It is 1929 in Northwest Washington, at the white-columned clapboard mansion of Byron S. Adams, known as the "Grand Old Man of Printing." The house has wide hallways and high ceilings and gold brocaded furniture, and 4-year-old Francis King loves to visit his grandparents' home for Sunday dinner because his grandmother lets him ride her elevator chair.

It is 1951. Viola Lutz sees the old Adams house sitting high above Park Road. It is being used as a nursing home, but its stately grandeur reminds her of Tara from "Gone With the Wind." She buys it and converts it into a shelter home for the elderly.

Lutz holds onto the mansion through the influx of blacks and the foreign-born into Mount Pleasant, through the 1963 riots that destroy the nearby shopping centers, through the exodus of many whites. She keeps it long enough to see young professionals, most of them white, begin to move into the area, buying up the huge old homes and slowly restoring them.

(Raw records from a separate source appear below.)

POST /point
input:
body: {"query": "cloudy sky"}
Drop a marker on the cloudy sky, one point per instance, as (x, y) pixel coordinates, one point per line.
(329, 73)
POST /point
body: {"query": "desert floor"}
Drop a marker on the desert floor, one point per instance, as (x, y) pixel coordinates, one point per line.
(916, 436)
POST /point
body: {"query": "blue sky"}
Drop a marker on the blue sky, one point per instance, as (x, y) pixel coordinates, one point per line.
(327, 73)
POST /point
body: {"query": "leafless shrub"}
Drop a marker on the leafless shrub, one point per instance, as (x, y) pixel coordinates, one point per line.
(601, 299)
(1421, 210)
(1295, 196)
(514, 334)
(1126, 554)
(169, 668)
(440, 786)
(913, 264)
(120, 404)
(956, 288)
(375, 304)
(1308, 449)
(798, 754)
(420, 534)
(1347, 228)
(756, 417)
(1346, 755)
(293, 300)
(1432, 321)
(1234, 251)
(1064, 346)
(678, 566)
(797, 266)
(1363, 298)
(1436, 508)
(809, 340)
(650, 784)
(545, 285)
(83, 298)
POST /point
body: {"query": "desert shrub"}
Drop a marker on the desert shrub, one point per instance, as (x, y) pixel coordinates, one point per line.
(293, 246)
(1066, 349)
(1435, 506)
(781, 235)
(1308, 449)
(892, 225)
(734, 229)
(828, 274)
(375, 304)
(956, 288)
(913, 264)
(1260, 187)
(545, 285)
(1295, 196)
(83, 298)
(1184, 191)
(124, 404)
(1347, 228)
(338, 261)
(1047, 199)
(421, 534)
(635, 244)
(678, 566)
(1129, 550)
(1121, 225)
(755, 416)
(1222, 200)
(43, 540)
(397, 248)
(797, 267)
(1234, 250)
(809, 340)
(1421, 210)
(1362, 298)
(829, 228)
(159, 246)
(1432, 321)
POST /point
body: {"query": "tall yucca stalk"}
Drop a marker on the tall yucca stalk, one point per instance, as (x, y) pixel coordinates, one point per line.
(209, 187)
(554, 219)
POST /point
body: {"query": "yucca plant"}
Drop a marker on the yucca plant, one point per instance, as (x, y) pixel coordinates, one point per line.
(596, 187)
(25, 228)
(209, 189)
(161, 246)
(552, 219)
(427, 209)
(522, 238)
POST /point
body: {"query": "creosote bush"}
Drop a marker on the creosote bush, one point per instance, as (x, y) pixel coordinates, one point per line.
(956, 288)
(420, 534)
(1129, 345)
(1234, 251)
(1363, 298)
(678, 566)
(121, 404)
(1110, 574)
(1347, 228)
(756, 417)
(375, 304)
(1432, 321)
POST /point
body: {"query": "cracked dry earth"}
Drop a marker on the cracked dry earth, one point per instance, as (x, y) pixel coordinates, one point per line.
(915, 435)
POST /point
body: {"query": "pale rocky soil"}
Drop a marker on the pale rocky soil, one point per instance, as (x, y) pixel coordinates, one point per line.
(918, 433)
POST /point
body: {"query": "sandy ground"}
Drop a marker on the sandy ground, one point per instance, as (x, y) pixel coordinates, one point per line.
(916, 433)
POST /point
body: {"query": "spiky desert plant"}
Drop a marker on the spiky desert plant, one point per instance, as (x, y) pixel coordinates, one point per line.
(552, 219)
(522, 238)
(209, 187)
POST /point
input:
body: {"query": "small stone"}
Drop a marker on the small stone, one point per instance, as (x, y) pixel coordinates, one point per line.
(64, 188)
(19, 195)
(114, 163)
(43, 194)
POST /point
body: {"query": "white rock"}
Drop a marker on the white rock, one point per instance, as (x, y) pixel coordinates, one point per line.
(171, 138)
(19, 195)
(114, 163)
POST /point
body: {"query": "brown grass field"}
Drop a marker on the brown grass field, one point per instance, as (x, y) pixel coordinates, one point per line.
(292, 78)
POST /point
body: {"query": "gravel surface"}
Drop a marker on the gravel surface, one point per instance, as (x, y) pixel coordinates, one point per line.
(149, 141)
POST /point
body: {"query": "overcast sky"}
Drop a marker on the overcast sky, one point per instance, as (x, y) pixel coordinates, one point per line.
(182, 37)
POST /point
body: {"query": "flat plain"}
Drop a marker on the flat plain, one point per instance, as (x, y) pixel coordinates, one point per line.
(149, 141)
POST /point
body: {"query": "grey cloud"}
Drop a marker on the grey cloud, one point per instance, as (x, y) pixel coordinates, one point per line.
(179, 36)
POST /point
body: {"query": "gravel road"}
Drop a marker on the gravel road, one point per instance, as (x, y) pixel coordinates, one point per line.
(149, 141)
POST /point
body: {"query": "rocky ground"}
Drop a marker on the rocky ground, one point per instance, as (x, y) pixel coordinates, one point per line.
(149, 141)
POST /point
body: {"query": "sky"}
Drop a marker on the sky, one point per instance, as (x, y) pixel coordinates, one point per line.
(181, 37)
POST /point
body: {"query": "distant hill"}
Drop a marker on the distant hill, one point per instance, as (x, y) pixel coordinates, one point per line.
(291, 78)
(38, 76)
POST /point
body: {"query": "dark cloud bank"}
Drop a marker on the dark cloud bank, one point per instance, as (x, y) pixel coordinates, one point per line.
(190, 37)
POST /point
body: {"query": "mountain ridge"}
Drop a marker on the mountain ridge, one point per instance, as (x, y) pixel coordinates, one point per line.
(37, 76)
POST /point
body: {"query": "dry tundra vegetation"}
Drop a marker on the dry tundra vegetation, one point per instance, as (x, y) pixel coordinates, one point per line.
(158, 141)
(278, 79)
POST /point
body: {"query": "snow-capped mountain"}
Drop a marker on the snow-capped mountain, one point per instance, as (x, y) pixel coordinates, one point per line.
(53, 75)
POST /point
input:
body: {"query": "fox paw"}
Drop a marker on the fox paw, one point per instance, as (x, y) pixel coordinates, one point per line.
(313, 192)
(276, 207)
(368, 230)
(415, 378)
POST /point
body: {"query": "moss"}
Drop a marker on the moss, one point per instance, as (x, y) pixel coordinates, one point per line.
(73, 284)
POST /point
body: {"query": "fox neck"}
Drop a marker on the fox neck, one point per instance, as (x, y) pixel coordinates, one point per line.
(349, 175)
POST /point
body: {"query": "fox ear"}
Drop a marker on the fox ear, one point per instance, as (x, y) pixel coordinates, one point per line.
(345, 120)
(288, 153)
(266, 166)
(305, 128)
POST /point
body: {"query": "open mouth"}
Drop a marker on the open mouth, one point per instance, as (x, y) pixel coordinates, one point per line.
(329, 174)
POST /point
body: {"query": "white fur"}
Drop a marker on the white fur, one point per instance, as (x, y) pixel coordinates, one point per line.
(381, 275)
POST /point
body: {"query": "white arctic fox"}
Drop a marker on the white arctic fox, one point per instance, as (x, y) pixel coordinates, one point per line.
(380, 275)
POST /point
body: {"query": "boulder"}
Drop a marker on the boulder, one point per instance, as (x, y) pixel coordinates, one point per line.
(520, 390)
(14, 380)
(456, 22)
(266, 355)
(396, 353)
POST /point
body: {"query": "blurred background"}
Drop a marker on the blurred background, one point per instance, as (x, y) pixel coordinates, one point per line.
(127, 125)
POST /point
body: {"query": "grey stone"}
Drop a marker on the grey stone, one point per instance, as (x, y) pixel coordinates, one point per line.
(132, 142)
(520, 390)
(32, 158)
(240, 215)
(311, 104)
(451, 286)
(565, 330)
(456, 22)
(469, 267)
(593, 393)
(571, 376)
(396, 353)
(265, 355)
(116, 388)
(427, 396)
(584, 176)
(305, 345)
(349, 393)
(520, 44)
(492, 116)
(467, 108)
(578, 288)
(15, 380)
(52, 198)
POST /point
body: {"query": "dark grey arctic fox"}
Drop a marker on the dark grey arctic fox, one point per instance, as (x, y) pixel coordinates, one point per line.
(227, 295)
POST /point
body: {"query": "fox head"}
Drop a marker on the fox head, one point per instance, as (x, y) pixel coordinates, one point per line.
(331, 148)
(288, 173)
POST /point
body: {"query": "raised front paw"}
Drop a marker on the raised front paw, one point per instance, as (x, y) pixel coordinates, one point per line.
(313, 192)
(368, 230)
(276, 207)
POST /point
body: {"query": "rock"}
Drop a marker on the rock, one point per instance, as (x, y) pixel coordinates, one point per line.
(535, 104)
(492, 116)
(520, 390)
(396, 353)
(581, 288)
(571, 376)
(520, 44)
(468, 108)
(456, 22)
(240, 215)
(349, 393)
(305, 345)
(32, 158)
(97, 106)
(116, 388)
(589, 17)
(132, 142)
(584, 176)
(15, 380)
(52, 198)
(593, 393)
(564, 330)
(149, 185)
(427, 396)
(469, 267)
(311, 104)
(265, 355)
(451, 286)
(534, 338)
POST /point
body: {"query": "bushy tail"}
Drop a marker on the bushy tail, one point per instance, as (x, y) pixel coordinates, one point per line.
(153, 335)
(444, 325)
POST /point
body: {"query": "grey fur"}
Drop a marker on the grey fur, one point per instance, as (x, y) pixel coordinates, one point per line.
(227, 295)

It is September, 1977, and the house on the corner at 1801 Park Rd., no longer in use, is half hidden behind overgrown weeds and buses. Viola Lutz, tired to dealing with stringent shelter home regulations and afraid to go outside at night, has moved to Maryland's Eastern Shore where she can leave her doors unlocked and fish from her front yard. She sells the house for $105,000, convinced that her new life in Maryland is better than her old [WORD ILLEGIBLE] in Washington.

The new owner is Semih Ustun, a developer from Bethesda who says he will tear down the Georgian Revival home and replace it with six townhouses - a plan that immediately pits Ustun and the demand for city townhouses squarely against the residents of Park Road in a classic battle between past and present.

The 1800 block of Park Road, explained resident Linda Low, is a neighborhood where "working on their house is a hobby that people take seriously."

It's a neighborhood of turn-of-the-century homes where "if one porch is removed, it's like a person with one tooth missing. The houses were built to complement one another, not stand out individually," said Low, a history teacher who lives at 1827 Park Rd. NW.

The Park Road area is the home of writers, lawyers, teachers, dancers, carpenters and artists who moved into the neighborhood for various reasons. It is surrounded by Rock Creek Park, its residents represent a wide mixture of races, ages, and economic levels - and, of course, it is full of high-ceilinged old houses that need restoring. Some of the homes were used as rooming houses in past years when the owners found it too costly to maintain them.

Many of the new residents were attracted to Mount Pleasant because of the houses' architecture and the historical character of the neighborhood. Some of them, alarmed at the prospect of new townhouses in their midst, have formed an organization called Patrons of the Adams House to save the home from the bulldozers and have been supported by the local citizens association, according to Janet Dyke, who lives at 1741 Park Rd. NW.

"That corner is the heart of Mount Pleasant," Dyke said. Such a home should be restored, not destroyed, she contends.

Don't Tear It Down, the preservationists' organization in Washington, also has joined the battle. The group has filed an application with the Joint Committee on Landmarks of the National Capital to get the north side of the 1800 block of Park Road declared a historical landmark.

"The only recourse people have is to submit a landmark application and hope for a delay," said Andi Helwig of Don't Tear It Down. "It's an unfortunate situation. Too many important buildings have been lost."

Ustun, the new owner, doesn't see the house as a landmark. He considers it "one old house sitting where you can have six houses."

Ustun said he sympathizes with the neighbors' concerns, but he said it is not economically feasible to rehabilitate the house.

"It would take another $100,000 just to make the house habitable," Ustan said. "The city has a tremendous housing shortage. It is in the best interest of the city and the community to have more decent housing available."

Ustun said he plans to put six, three-story brick Colonial townhouses on the Adams property, similar to houses he has built at 19th and T Streets NW. The townhomes will sell in the $90,000 to $110,000 range, he said.

"The property belongs to me, and somebody else is trying to do something with it. It's my property, and I think I should be able to do with it what I want," Ustun said. He said once the homes are built, he thinks the neighbors will see the townhouses as "attractive and a credit to the neighborhood."

Helwig said she expects a hearing before the landmark committee is November. The application was filed on the architectural and historical merit of the homes in the block.

"That block of houses is fairly important. It's one of the only blocks of single family houses, architecturally good houses. The people who lived in them were members of the up-and-coming Mount Pleasant area" in the early 1900s, Helwig said.

The Adams house, on the corner, Helwig said, "is an important, visual house. To have that go would drastically alter the neighborhood."

In its application for a historical landmark designation. Don't Tear It Down noted that the men who built the Park Road houses shared two common traits: "They were successful and they were all strong-willed individuals . . . climbing a variety of ladders into the booming prosperity of the times - bartender to saloon owner, bank clerk to bank director, lawyers, doctors and academics - each knew what he wanted in his Mount Pleasant home."